Le sette provinciali, più Bassano, più il Veneto Orientale, più una seconda Usl a Verona, più una seconda Usl (a sorpresa) nel Padovano. L’assessore di reparto Luca Coletto, che da settimane sta opponendo un muro invalicabile a qualunque ipotesi di ritocco alle proposte originarie (siano le 7 di Zaia o le 9 rivedute e corrette) pare non sarebbe del tutto contrario, anche se a richiesta si limita ad un imperscrutabile: «Sono l’unico che finora non ha fatto numeri in aula e non inizierò ora. Io pongo un problema di metodo, oltre che di rispetto degli impegni presi con gli elettori. Ho parlato anche stamattina con Zaia». Della serie: il presidente è con me. Il secondo numero, il 20, si riferisce invece alla data di settembre, ormai dietro l’angolo entro la quale va assolutamente approvata la riforma, deadline che sta mettendo sotto pressione i consiglieri di maggioranza, costringendoli a considerare l’ipotesi di fare passo verso l’opposizione (il veronese Alessandro Montagnoli, ad esempio), nonostante anche ieri abbiano forzato tenendo il numero legale fino a tarda sera. Il motivo è tecnico: se la legge viene approvata successivamente a quella data, poi deve passare entro 60 giorni il vaglio costituzionale del governo che potrebbe decidere di impugnarla, anche in un articolo soltanto. Questo comporterebbe l’avvio della (ennesima) battaglia tra Venezia e Roma davanti alla Consulta, dall’esito incerto ma con una conseguenza immediata sicurissima: il ridisegno delle Usl, che ha un impatto enorme sul funzionamento della macchina della sanità, non entrerebbe in vigore alla data prevista, il primo gennaio 2017, e si dovrebbe continuare col regime attuale, che vede 14 Usl commissariate.

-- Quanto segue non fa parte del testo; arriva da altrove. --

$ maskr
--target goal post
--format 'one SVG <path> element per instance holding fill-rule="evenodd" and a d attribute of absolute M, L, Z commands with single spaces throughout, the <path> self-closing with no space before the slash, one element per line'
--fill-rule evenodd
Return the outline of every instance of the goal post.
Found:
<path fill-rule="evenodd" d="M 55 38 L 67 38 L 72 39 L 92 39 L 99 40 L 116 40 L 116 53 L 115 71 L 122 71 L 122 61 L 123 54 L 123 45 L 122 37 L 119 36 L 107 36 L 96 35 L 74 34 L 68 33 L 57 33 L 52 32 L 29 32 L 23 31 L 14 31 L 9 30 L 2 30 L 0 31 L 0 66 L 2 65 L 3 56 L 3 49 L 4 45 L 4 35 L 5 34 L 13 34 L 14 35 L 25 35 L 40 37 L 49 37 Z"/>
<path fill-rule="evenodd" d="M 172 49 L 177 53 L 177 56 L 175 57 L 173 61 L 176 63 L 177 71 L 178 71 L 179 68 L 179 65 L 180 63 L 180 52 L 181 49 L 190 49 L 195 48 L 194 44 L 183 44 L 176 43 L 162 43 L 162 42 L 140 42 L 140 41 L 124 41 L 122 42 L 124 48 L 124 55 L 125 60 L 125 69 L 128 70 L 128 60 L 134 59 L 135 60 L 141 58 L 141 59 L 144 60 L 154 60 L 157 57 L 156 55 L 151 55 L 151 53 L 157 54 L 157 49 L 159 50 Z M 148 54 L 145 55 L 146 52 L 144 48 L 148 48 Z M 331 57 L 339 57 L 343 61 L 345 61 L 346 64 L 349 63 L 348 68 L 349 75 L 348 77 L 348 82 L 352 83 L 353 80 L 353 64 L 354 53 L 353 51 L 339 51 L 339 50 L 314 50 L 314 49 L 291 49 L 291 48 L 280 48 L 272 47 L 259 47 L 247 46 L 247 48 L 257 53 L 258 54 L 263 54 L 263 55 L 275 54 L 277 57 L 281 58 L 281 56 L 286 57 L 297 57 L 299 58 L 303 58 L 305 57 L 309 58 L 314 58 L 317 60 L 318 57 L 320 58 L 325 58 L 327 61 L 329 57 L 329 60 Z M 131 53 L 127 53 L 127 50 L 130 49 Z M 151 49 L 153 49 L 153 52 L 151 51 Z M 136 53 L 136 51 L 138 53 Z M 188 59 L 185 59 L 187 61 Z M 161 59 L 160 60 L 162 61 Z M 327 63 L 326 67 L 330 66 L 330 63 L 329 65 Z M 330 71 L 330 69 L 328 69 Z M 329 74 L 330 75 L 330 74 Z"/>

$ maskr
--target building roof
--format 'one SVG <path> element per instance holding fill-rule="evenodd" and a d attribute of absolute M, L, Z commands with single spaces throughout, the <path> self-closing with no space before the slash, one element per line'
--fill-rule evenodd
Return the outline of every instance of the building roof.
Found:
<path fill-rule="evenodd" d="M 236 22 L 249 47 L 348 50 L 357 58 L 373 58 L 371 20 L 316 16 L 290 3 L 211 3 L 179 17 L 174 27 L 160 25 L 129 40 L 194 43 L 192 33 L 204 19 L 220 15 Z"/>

Questa mattina, a quel che si dice a Palazzo, nuovo vertice convocato da Zaia, dopo quello finito nel nulla la scorsa settimana, e pare che su richiesta dei suoi capigruppo il governatore stia meditando la possibilità di tornare in aula e sbrogliare la matassa. Intanto l’opposizione continua a cannoneggiare: «Lanciamo una sfida a Zaia, torni alle 7 Usl originarie e noi gliele votiamo. Ma se ha cambiato idea venga qui a spiegarcelo» (Graziano Azzalin, Pd). «La rigidità della maggioranza sta compromettendo la riforma, è incomprensibile il distacco di Zaia» (Claudio Sinigaglia, Pd). «L’Usl unica provinciale amplifica la distruzione dei servizi e spiana la strada alla sanità privata» (Manuel Brusco, M5s). I tosiani, invece, sottolineano come a giugno le Usl abbiano segnato un rosso di 563 milioni: «Dove sono gli enormi risparmi promessi? – attaccano Casali, Negro, Bassi e Conte -. La nuova organizzazione fa già acqua da tutte le parti». Dalla Regione, però, replicano che si tratta di un andamento finanziario fisiologico: «A fine anno i conti saranno in ordine come sempre – assicura Coletto – e questo nonostante i tagli nazionali».